15 Weird and Wonderful Things You Can Buy at Cusco’s San Pedro Market

San Pedro Market - Cusco, Peru

The San Pedro Market in Cusco, Peru is a huge, open air market that operates every day of the week. The building itself is one block long and three blocks wide. Vendors are squeezed into every bit of space, and they sprawl out of the market onto the streets and sidewalks nearby where indigenous women and children sell foods and herbs they lay out on blankets. I couldn’t get enough of exploring this vast commercial center. I could have wandered the stalls for hours.

Markets around the world have beautiful produce and assortments of vegetables, but I’ve never been to a market with such an interesting variety of items being sold. There is also just a lot of weird food in Peru!

Here are the 15 of the most interesting items we saw at Cusco’s San Pedro market, in increasing order of weirdness:

15. Beautiful pastries


14. Fresh squeezed juices

The Cusco food market had about 30 fresh juice vendors, serving identical mixes of juice at identical prices. I have no idea how one is supposed to choose which one to go to. Kevin and I went to this woman’s stand twice for these reasons: 1. She was the first stall in the row, and 2. She had a nice smile.


13. Rounds of bread that are bigger than my head


12. Colorful ears of corn—Dried, seasoned and eaten as a snack.

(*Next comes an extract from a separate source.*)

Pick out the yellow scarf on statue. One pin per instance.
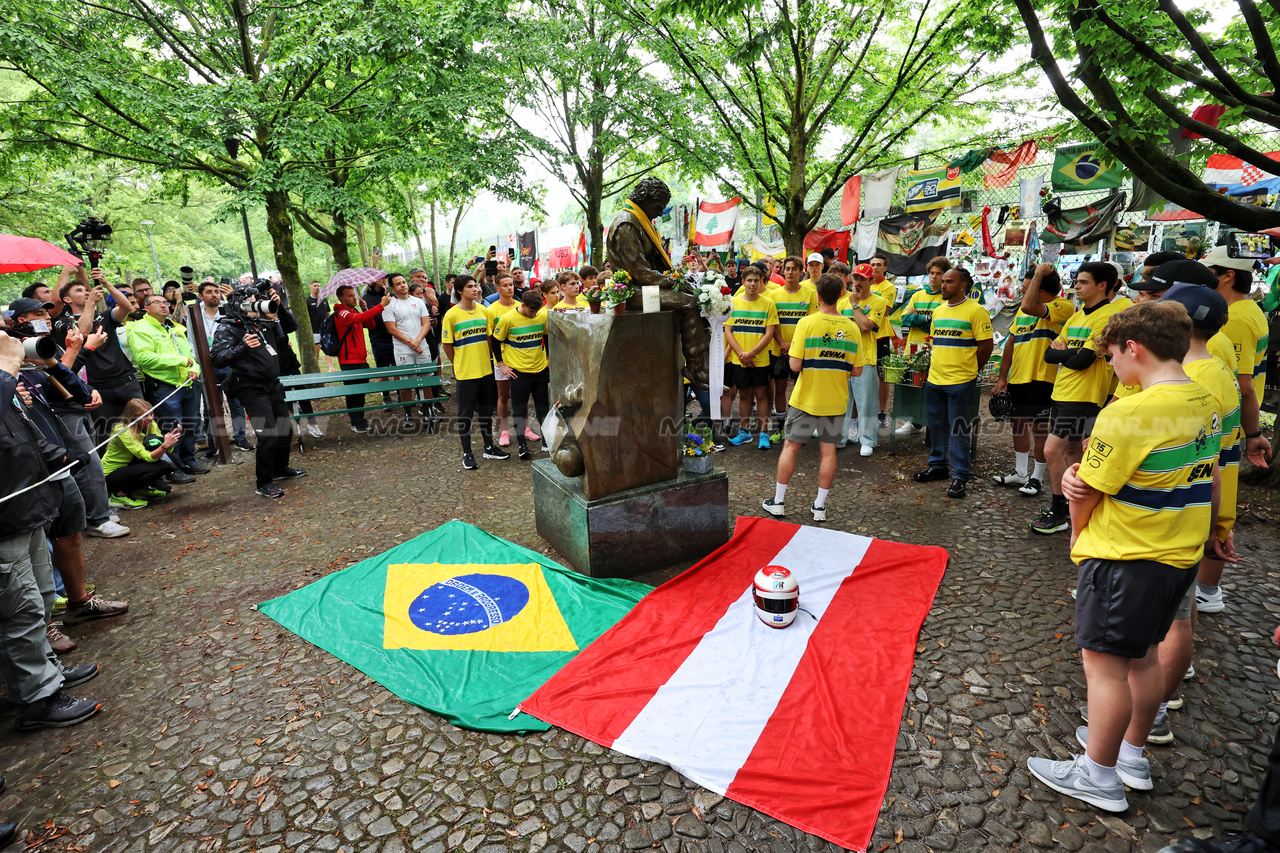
(647, 226)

11. Tropical fruits including my favorite, passion fruit!


10. Colorful, oddly shaped potatoes and tubers.


9. Fresh, foraged herbs—None of which I recognized.


8. Peru’s favorite raw ingredient of cocaine—Coca leaves!


7. Hard boiled quail eggs.

Street vendors surround the Cusco market selling three eggs for $0.50, in a baggie with a sprinkling of salt. You eat them with the toothpick. They didn’t taste any different than hard-boiled chicken eggs.


6. Roasted and ready-to-eat guinea pigs.

This is our favorite of the weird foods in Peru. As you may recall, seeing this bucket of cuy made Kevin very hungry…


5. Dead snakes in a bottle

Used for medicinal purposes. I have no idea what the green, saag paneer-looking mush in the bucket is—does anyone know what it may be?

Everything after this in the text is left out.